President Barack Obama is asking Congress for $215 million to fund what he calls a precision medicine initiative that would aim to move away from one-size-fits-all treatments and instead tailor them to an individual’s genetic makeup, the White House announced Friday.
Scientists hope to assemble databases using about a million volunteers to study their genetics — and other factors such as their environments and the microbes that live in their bodies — for the project.
“You can match a blood transfusion to a blood type. That was an important discovery,” Obama said Friday during a speech at the White House about the initiative. “What if matching a cancer cure to our genetic code was just as easy, just as standard? What if figuring out the right dose of medicine were as simple as taking our temperature? That’s the promise of precision medicine.”
Precision medicine figured into the president’s recent State of the Union address, in which he said that he wanted the United States "to lead a new era of medicine, one that delivers the right treatment at the right time."
Early efforts to achieve breakthroughs in the emerging field of precision medicine have included patients with certain cancers who undergo molecular testing in choosing which drug is their best match. Also, people with a rare form of cystic fibrosis can now choose a drug designed specifically to target the genetic defect causing their illness. Some medical centers, such as the Mayo Clinic, have opened "individualized medicine clinics."
Until recently, the cost of genomic sequencing has been too high, and the computer power of medicine insufficient, to make it possible for large-scale pursuit of the approach, Francis Collins, director of the National Institutes of Health (NIH), told reporters during a conference call on Thursday.
The hope is to "harness the power of science to find individualized health solutions," Collins said.
In the short term, precision medicine holds the most promise for treating cancer because scientists already know a lot about the molecular signatures of different tumors, Collins added.
The NIH will lead the genetic database initiative, and though details are still being worked out, the agency plans to use some large genomic studies already under way as well as new volunteers to create the pool of 1 million people, he said.
In his Friday speech, Obama touted economic benefits that he said the investment would bring about. He cited one study about the Human Genome Project, the government-planned research initiative that kicked off in 1990 and found that every dollar spent to map the human genome returned $140 (PDF) to the economy — though that conclusion has been contested.
“There’s a huge economic stake in us tapping into this innovation,” Obama said.

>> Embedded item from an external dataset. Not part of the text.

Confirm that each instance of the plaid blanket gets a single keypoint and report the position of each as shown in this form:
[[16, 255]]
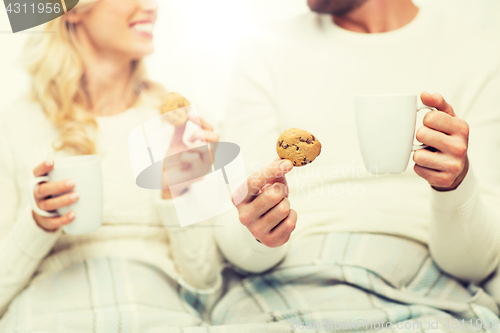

Of the $215 million in Obama’s 2016 budget for the initiative, $130 million would go to the NIH to fund the research cohort and $70 million to NIH's National Cancer Institute to intensify efforts to identify molecular drivers of cancer and apply that knowledge to drug development.
A further $10 million would go to the Food and Drug Administration (FDA) to develop databases upon which to build an appropriate regulatory structure. Another $5 million would go to the Office of the National Coordinator for Health Information Technology to develop privacy standards and ensure the secure exchange of data.
The effort may raise alarm bells for privacy rights advocates, who in the past have questioned the government's ability to guarantee that DNA information is kept anonymous. They have expressed fear that participants may become identifiable or face discrimination.
Also, the funding is likely not enough to sequence 1 million genomes from scratch. Whole-genome sequencing, though plummeting in price, still costs about $1,000 per genome, Collins said, meaning this component alone would cost $1 billion.
Instead, he said, the national cohort would be assembled both from new volunteers interested in "an opportunity to take part in something historic," and from existing cohorts that are already linking genomic data to medical outcomes.
Perhaps the most audacious effort in human genome mapping already underway is by the nonprofit organization Human Longevity, headed by geneticist Craig Venter. In 2013 it launched a privately funded project to sequence 1 million genomes by 2020.
"We're happy to work with them to help move the science," Venter told Reuters in an interview, referring to the administration's initiative.
But because of the many regulations surrounding medical privacy and human volunteers, he said, "we can't just mingle databases. It sounds like a naive assumption" if the White House expects existing cohorts to merge into its million-genomes project.
Venter raced the government-funded Human Genome Project to a draw in 2000, sequencing the entire human genome using private funding in less time than it took the public effort.
Collins conceded that mingling the databases would be a challenge, but he insisted it is doable.
"It is something that can be achieved, but obviously there is a lot that needs to be done," he said.
Collating, analyzing and applying all this data to the development of new drugs will require changes to how products are reviewed and approved by health regulators.
Margaret Hamburg, the FDA's commissioner, said during the conference call that the emerging field of precision medicine "presents a set of new issues for us at FDA." The agency is discussing new ways to approach the review process for personalized medicines and tests, she said.